Devastating baldness disease can develop even without genetic involvement- Israeli study
About one person in 50 – equally in men and women –will suffer from alopecia areata at some point in their life.
Haifa researchers have found a non-genetic cause for alopecia areata baldness, which triggered the surprising incident at the the 94th Academy Awards in which actor Will Smith slapped comedian Chris Rock after he joked about Smiths wife’s shaved head because of the autoimmune disease.
About one person in 50 – equally in men and women –will suffer from alopecia areata at some point in their life. The condition can develop at any age, although most people are diagnosed for thefirst time before the age of 30. In recent years, more and more research evidence has accumulated on the source of the autoimmune disease in an inflammatory process caused by cells that develop in patients with genetic predisposition that attack the hair follicle at its growth stage and results in the collapse of the immune system that characterizes it.
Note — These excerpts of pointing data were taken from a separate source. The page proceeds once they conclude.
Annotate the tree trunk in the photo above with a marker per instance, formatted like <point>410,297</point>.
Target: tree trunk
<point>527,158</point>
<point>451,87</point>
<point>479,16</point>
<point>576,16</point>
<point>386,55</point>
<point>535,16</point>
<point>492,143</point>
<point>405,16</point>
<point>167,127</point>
But a new study at the dermatology department at the Rambam Healthcare Campus and the skin research lab at the Technion-Israel Institute of Technology’s Rappaport Faculty of Medicine has found evidence of another source – involvement of innate lymphoid cells-type 1 (ILC1) – that can cause its outbreak among people who do not belong to the high-risk group.
It has just published in the online journal e-Life under the title “Involvement of ILC1-like innate lymphocytes in human autoimmunity, lessons from alopecia areata.”
A common skin disease that breaks out when the immune system attacks and harms the hair follicles, after accidentally recognizing the body’s tissue as a foreign tissue, it causes baldness on largeareas of the scalp, and in more severe cases, there is body-hair loss on larger and other places, as well as itching and a feeling of burning in the affected areas. There is no cure, but last June, the US Food and Drug Administration (FDA) approved a first drug to treat severe cases of the condition – baricitinib (Olumiant).
Olumiant is a Janus kinase (JAK) inhibitor that blocks the activity of one or more of a specific family of enzymes, interfering with the pathway that leads to inflammation. It restored hair growth in 25% to 35% of patients but also causes side effects.
Rambam and Technion researchers found evidence of another source
In recent years, more and more research evidence has accumulated on the source of the autoimmune disease in an inflammatory process caused by cells that develop in patients with genetic predisposition, which attack the hair follicle at its growth stage and results in the collapse of the training that characterizes it. However, a new study common to Rambam and the Technion has found evidence of another source, which can cause the outbreak of the disease among people who do not belong to the risk group.
The conventional hypothesis is that CD8 cells are responsible for the disease. But in a study conducted by a team led by Prof. Amos Gilhar and in collaboration with researcher Dr. Aviad Keren and Professor Dr. Rimma Laufer- Britva , another group of cells was found that so much was unknown to its involvement in the disease. LC-1 constantly secretes a variety of proteins that usually attack external factors that invade the tissues they are in,” explained Gilhar.
Thus, the classic lymphocyte cells, those that used to be regarded as solely responsible for the onset of the disease, are not alone.
As part of the research experiments, the team transferred these cells to a healthy scalp and then transplanted on unique mice. Exposing hair follicles from a completely healthy source to ILC-1 cells caused the secretion of a high level of interferon gamma, a material known as a major part in causing hair loss leading to alopecia areata – so there is not a single route, in which genetics and classical immune cells play an exclusive role, but several pathways, said Gilhar.
The journal editor commented that the study provides “compelling evidence that injection of ILC1-like cells induces alopecia in a mouse model grafted with human hair follicle-containing skin and will be of interest to immunologists, skin biologists, and scientists interested in autoimmune disorders” and eventually leading to better treatment of alopecia areata.